Back to the Vortex selection. Knowing nothing about the prices (but one can look at the Razor and guess), I immediately rejected the Viper. The glass was waayy not as good as the Strike Eagle and Razor, and the FFP reticle was essentially of no use at low power. This has been my universal experience with LPVO that are FFP, to include some very expensive ones from S&B, NF, and US Otpics. All three of these had circle reticles that were of seriously inadequate illumination, and at low power good luck finding the circle fast. At 4X good luck making a precision shot with. Those three were ten years ago or so, so maybe they're much improved now, I dunno. So the Viper was out; then the Razor was out due to size and weight plus I felt that with the glass so very close to the end of the tube, it would be more susceptible to breakage. I picked the Strike Eagle because I felt the glass was as good as or 95% as good as the Razor's. The size and weight were more reasonable, and the reticle, in my opinion, was much better suited to carbines than the Razor's. It has indeed proven over the last few seasons to be simple and fast, using the holdover dots for holdover on very close shots works well once learned (I write that info on the scope), and the dots for me have been nearly spot-on for 3 and 500 yard shooting-- certainly close enough for as fast as they are.

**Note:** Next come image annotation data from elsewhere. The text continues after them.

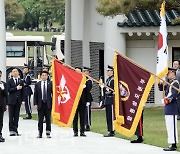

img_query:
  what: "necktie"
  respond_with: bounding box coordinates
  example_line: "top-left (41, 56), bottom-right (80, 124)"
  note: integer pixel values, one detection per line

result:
top-left (15, 79), bottom-right (17, 85)
top-left (43, 81), bottom-right (47, 103)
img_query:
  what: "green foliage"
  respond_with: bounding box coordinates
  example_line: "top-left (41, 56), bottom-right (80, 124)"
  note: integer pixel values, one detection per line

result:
top-left (5, 0), bottom-right (65, 29)
top-left (5, 0), bottom-right (24, 26)
top-left (96, 0), bottom-right (180, 16)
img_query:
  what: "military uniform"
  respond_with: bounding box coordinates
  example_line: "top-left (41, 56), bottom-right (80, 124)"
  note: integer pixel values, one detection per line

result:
top-left (159, 68), bottom-right (179, 151)
top-left (104, 66), bottom-right (114, 137)
top-left (176, 69), bottom-right (180, 120)
top-left (83, 67), bottom-right (93, 131)
top-left (73, 67), bottom-right (90, 137)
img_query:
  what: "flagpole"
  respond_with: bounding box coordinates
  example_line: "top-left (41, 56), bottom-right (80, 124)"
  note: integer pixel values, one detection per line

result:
top-left (115, 51), bottom-right (180, 92)
top-left (47, 54), bottom-right (114, 92)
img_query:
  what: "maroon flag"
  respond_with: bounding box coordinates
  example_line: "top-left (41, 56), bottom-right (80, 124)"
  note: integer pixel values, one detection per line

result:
top-left (114, 52), bottom-right (154, 137)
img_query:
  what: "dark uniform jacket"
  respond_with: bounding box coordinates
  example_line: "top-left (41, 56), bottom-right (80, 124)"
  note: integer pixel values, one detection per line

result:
top-left (23, 73), bottom-right (33, 96)
top-left (0, 81), bottom-right (7, 111)
top-left (34, 80), bottom-right (52, 110)
top-left (86, 79), bottom-right (93, 102)
top-left (104, 76), bottom-right (114, 105)
top-left (79, 82), bottom-right (91, 105)
top-left (159, 79), bottom-right (179, 115)
top-left (7, 78), bottom-right (24, 105)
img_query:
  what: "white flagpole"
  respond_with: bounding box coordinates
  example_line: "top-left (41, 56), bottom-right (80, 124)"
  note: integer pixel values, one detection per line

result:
top-left (0, 0), bottom-right (6, 81)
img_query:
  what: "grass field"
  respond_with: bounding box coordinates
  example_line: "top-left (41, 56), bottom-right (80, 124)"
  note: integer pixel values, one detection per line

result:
top-left (7, 30), bottom-right (60, 41)
top-left (23, 107), bottom-right (180, 151)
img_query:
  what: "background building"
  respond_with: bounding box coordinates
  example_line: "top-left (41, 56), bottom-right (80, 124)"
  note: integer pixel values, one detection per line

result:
top-left (66, 0), bottom-right (180, 105)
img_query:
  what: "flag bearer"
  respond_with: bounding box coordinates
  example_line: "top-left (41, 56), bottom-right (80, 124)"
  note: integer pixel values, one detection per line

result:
top-left (104, 65), bottom-right (114, 137)
top-left (83, 67), bottom-right (93, 131)
top-left (159, 68), bottom-right (179, 151)
top-left (23, 64), bottom-right (33, 119)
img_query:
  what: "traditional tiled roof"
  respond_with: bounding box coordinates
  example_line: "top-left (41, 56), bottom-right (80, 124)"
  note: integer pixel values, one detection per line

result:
top-left (117, 9), bottom-right (180, 27)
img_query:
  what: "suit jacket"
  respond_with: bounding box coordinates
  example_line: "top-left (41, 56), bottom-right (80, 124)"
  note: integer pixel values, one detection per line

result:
top-left (86, 79), bottom-right (93, 102)
top-left (34, 80), bottom-right (52, 110)
top-left (7, 78), bottom-right (24, 105)
top-left (105, 76), bottom-right (114, 105)
top-left (0, 81), bottom-right (7, 111)
top-left (23, 73), bottom-right (33, 96)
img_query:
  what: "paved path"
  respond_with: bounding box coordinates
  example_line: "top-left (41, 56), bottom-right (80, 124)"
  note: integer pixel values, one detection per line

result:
top-left (0, 112), bottom-right (179, 154)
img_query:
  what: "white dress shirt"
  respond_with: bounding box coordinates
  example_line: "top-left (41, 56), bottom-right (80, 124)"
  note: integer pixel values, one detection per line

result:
top-left (41, 80), bottom-right (47, 99)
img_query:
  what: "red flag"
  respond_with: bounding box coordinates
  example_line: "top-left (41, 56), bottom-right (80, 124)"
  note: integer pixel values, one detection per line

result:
top-left (52, 60), bottom-right (86, 127)
top-left (114, 53), bottom-right (154, 136)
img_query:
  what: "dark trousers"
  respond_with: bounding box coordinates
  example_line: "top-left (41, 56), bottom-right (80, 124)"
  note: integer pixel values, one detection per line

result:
top-left (177, 94), bottom-right (180, 117)
top-left (73, 104), bottom-right (86, 133)
top-left (24, 95), bottom-right (32, 114)
top-left (38, 102), bottom-right (51, 134)
top-left (135, 112), bottom-right (143, 137)
top-left (8, 102), bottom-right (21, 133)
top-left (85, 105), bottom-right (91, 126)
top-left (105, 105), bottom-right (114, 132)
top-left (0, 106), bottom-right (4, 136)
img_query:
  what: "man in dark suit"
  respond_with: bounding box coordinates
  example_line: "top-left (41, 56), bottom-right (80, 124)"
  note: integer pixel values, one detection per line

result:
top-left (83, 67), bottom-right (93, 131)
top-left (7, 68), bottom-right (24, 136)
top-left (104, 65), bottom-right (114, 137)
top-left (34, 71), bottom-right (52, 138)
top-left (0, 70), bottom-right (7, 142)
top-left (73, 67), bottom-right (90, 137)
top-left (23, 64), bottom-right (33, 119)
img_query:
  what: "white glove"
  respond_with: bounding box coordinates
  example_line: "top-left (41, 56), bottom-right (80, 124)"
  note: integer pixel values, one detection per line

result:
top-left (86, 102), bottom-right (90, 106)
top-left (100, 84), bottom-right (104, 89)
top-left (0, 83), bottom-right (4, 90)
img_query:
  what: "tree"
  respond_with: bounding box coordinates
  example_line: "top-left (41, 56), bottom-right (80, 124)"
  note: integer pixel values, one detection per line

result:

Durability-- again short of actual durability testing, all I can do is listen for general feedback.... I mean my Strike Eagle has maybe 1200 rounds under it, hardly a test and yeah even though it wasn't $3K I try not to bang it around. But sofar I have not heard of the going bad....?
Oh, the other downside.... made in friggin' China. That's a turn off and of course we get Chines red dots in class from time to time that typically puke right away if they don't fall off first, but I grudgingly concede that some Chinese glass is very good for the price.